The weather forecast shows rain coming tomorrow - my birthday gift from the Jerusalem skies, apparently. I'm still undecided about where to spend the day. Part of me wants to be here, in this city of profound significance, but another part is whispering that I should move on, perhaps to Tel Aviv or the Dead Sea.
I've spent the past hour researching options. Tel Aviv is only an hour away by bus, and the forecast there shows less chance of rain. The Dead Sea is slightly further but offers a completely different experience. I could float in mineral-rich waters on my birthday - there's something appealingly symbolic about that.
This restlessness isn't new. Throughout this journey, I've had these moments where staying put feels wrong, where the need to move becomes almost physical. Is it the approaching birthday? The halfway point of my journey? Or just my nature?
I arrived at a small cafΓ© near Damascus Gate at 9:50, ten minutes before they officially opened. The owner saw me waiting and waved me in anyway. "Coffee is ready," he said with a smile. We chatted briefly about the weather while he prepared my espresso. When I mentioned tomorrow was my birthday, he nodded knowingly. "Fifty is nothing," he said. "I am sixty-seven and still learning to live."
I've been thinking about what I've learned in these 135 days of travel. Have I changed? Am I any closer to understanding what I set out to discover? The answers feel both tantalizingly close and frustratingly distant.
Jerusalem has been a place of contrasts - ancient and modern, peaceful and tense, sacred and mundane. Walking these streets, touching stones that have witnessed thousands of years of human history, puts my fifty years in perspective. Yet at the same time, it makes me acutely aware of how fleeting our individual experiences are.

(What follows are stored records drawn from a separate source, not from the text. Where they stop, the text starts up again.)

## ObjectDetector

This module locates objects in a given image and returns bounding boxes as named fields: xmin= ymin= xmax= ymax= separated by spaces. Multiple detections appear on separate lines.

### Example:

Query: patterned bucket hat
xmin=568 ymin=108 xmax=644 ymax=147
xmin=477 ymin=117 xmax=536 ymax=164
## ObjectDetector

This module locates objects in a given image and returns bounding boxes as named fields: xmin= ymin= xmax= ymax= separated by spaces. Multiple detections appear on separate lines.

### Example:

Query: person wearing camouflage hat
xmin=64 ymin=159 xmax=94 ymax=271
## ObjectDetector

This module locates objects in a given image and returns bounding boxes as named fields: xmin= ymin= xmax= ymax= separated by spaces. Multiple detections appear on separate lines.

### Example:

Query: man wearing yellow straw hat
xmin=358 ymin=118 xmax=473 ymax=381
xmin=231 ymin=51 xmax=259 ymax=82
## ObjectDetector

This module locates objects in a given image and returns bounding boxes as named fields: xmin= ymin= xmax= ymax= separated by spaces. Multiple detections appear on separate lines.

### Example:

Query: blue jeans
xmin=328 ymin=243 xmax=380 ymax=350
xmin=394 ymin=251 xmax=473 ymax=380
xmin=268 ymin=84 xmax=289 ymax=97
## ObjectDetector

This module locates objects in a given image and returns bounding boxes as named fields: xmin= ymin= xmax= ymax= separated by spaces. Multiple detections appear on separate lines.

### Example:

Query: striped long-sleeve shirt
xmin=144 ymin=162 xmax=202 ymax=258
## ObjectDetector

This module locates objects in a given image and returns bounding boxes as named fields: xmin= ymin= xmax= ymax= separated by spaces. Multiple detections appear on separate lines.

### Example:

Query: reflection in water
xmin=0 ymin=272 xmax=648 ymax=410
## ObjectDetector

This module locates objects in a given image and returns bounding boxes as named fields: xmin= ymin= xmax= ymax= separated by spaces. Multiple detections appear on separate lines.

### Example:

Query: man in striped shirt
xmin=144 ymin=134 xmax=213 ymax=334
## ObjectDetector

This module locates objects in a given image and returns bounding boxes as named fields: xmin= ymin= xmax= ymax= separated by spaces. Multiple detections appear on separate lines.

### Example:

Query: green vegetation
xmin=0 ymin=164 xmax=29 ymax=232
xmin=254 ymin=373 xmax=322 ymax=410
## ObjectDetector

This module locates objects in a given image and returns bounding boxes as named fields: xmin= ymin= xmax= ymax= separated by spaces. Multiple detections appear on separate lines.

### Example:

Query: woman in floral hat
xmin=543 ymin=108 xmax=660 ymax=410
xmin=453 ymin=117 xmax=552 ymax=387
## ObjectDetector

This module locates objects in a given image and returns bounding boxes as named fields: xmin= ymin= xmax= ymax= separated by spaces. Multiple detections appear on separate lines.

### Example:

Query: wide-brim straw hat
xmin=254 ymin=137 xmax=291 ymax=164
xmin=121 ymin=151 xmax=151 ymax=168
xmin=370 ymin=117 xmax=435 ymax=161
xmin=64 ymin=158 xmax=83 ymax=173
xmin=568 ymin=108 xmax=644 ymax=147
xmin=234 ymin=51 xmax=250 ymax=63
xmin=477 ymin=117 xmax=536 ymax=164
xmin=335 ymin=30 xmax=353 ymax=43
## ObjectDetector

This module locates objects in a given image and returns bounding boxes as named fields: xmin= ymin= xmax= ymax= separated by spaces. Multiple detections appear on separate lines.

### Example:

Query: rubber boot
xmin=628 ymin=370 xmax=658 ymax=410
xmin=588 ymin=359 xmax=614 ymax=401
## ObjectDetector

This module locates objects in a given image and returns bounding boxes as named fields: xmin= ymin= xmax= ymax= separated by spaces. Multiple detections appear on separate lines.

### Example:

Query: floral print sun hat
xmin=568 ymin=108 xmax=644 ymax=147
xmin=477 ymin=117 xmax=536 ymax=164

I need to decide soon where I'll be tomorrow. The practical part of me says to book something now, while the dreamer in me wants to leave it to chance. Perhaps that's what this journey is teaching me - to balance the planner and the wanderer within.
For now, I'm heading back out into the city. There's a small bookshop I passed earlier that looked interesting, and then perhaps I'll visit the market one last time. Tonight, I'll make my decision about tomorrow.
One day until fifty. 365 days remaining in this journey.
Whatever I choose, I know this: I'm exactly where I'm supposed to be.